A LOT of the difficulties in working with emscripten do not come from using emscripten. They come from the fact that you’re targeting browsers. And between the limitations of browsers and the whole web environment you’re buying into, there’s a whole new world of things that require your consideration and care. This to me is the greatest challenge when it comes to emscripten. It even includes the multithreading thing because it’s a browser-level limitation
Well, following the story of toyBrot, there is really only one logical place to go to now. We have a CPU implementation that works but… what about the GPU? Could you access your GPU from the web?
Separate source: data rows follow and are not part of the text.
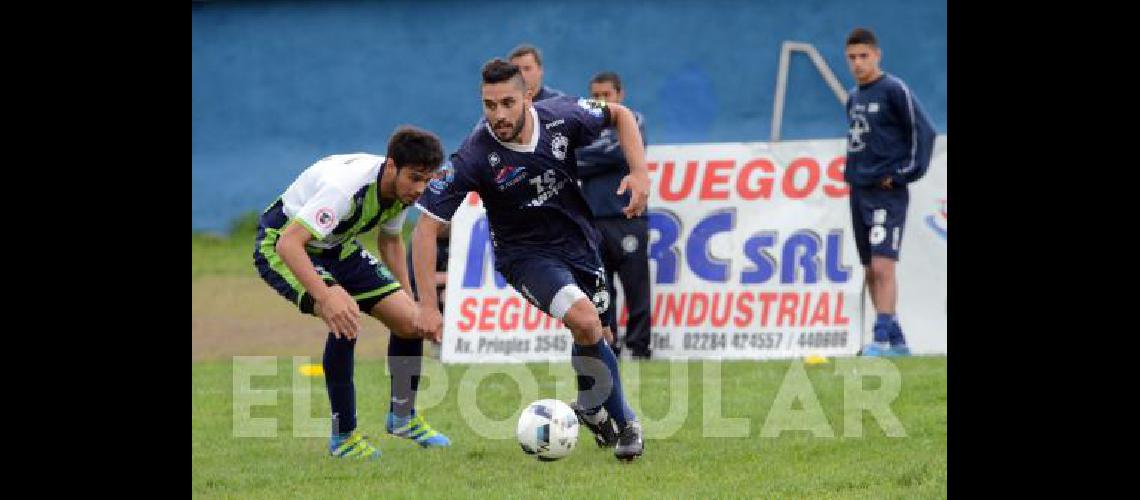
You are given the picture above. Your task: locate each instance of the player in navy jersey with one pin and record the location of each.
(521, 162)
(890, 142)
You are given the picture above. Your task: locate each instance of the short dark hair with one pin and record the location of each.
(608, 76)
(415, 147)
(524, 49)
(498, 71)
(862, 35)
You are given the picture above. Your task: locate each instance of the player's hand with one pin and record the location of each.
(429, 322)
(638, 194)
(340, 311)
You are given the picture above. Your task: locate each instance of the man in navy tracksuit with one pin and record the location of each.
(624, 242)
(890, 142)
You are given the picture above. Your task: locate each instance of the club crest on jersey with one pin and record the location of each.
(559, 146)
(509, 175)
(326, 219)
(601, 301)
(593, 106)
(440, 183)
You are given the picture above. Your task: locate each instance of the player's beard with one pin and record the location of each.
(518, 126)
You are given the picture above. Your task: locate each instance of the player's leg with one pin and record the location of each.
(550, 285)
(861, 232)
(629, 443)
(635, 281)
(896, 202)
(376, 291)
(611, 262)
(884, 215)
(338, 358)
(601, 395)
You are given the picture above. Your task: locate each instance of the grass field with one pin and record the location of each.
(235, 314)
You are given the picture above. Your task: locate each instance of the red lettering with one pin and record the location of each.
(656, 313)
(766, 298)
(820, 317)
(803, 311)
(675, 309)
(697, 319)
(788, 303)
(713, 178)
(467, 313)
(721, 320)
(765, 182)
(487, 314)
(840, 319)
(510, 321)
(686, 186)
(789, 180)
(746, 309)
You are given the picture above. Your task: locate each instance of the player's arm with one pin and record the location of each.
(921, 137)
(391, 252)
(599, 157)
(333, 304)
(390, 244)
(429, 321)
(633, 146)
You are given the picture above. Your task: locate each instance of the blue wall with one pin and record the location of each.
(278, 84)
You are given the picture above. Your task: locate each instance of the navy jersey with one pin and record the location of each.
(888, 134)
(530, 191)
(602, 165)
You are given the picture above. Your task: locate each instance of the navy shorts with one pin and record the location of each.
(540, 278)
(349, 265)
(878, 218)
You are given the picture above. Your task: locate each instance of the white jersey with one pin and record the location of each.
(338, 197)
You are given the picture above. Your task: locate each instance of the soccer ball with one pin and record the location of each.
(547, 429)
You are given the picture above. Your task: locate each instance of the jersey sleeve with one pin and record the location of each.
(395, 226)
(444, 196)
(587, 116)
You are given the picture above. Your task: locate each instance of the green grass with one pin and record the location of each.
(684, 464)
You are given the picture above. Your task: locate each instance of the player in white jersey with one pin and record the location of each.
(307, 251)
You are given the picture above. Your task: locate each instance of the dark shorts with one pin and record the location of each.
(539, 278)
(878, 219)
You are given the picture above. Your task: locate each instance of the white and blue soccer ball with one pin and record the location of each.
(547, 429)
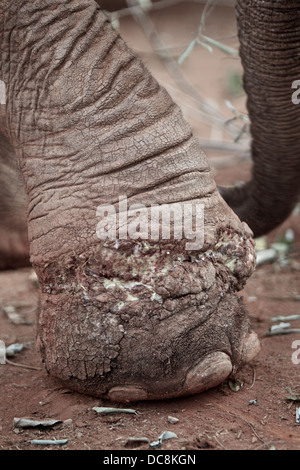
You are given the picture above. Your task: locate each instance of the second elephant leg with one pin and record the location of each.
(14, 246)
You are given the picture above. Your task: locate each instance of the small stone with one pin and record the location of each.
(172, 419)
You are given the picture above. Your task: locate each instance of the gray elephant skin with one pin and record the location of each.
(85, 122)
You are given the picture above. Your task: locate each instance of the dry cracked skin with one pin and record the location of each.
(148, 321)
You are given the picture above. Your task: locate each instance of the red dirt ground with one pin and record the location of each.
(217, 419)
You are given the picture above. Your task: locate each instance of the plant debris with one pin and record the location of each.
(298, 415)
(46, 442)
(107, 410)
(293, 396)
(33, 423)
(253, 402)
(172, 419)
(165, 435)
(136, 441)
(235, 385)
The short answer to that question is: “Yes, you can”. But to do that we can’t actually use any of the things we’ve used so far (to my knowledge). Can’t CUDA from the browser and WebCL never got any traction, which is a real shame. So this web train needs to make an additional stop before we can get there. We need to resort to OpenGL.
With this in mind, Multi Your Threading #9 will be about implementing toyBrot in OpenGL. And then #10 will be about taking that code, and the things we’ve looked at here and running arbitrary code on your GPU. It works, it can very much be done and the whole code side of things is good to go already, including the deployed wasm. But we’ll need to go through quite a few things to get there, so let’s take our time.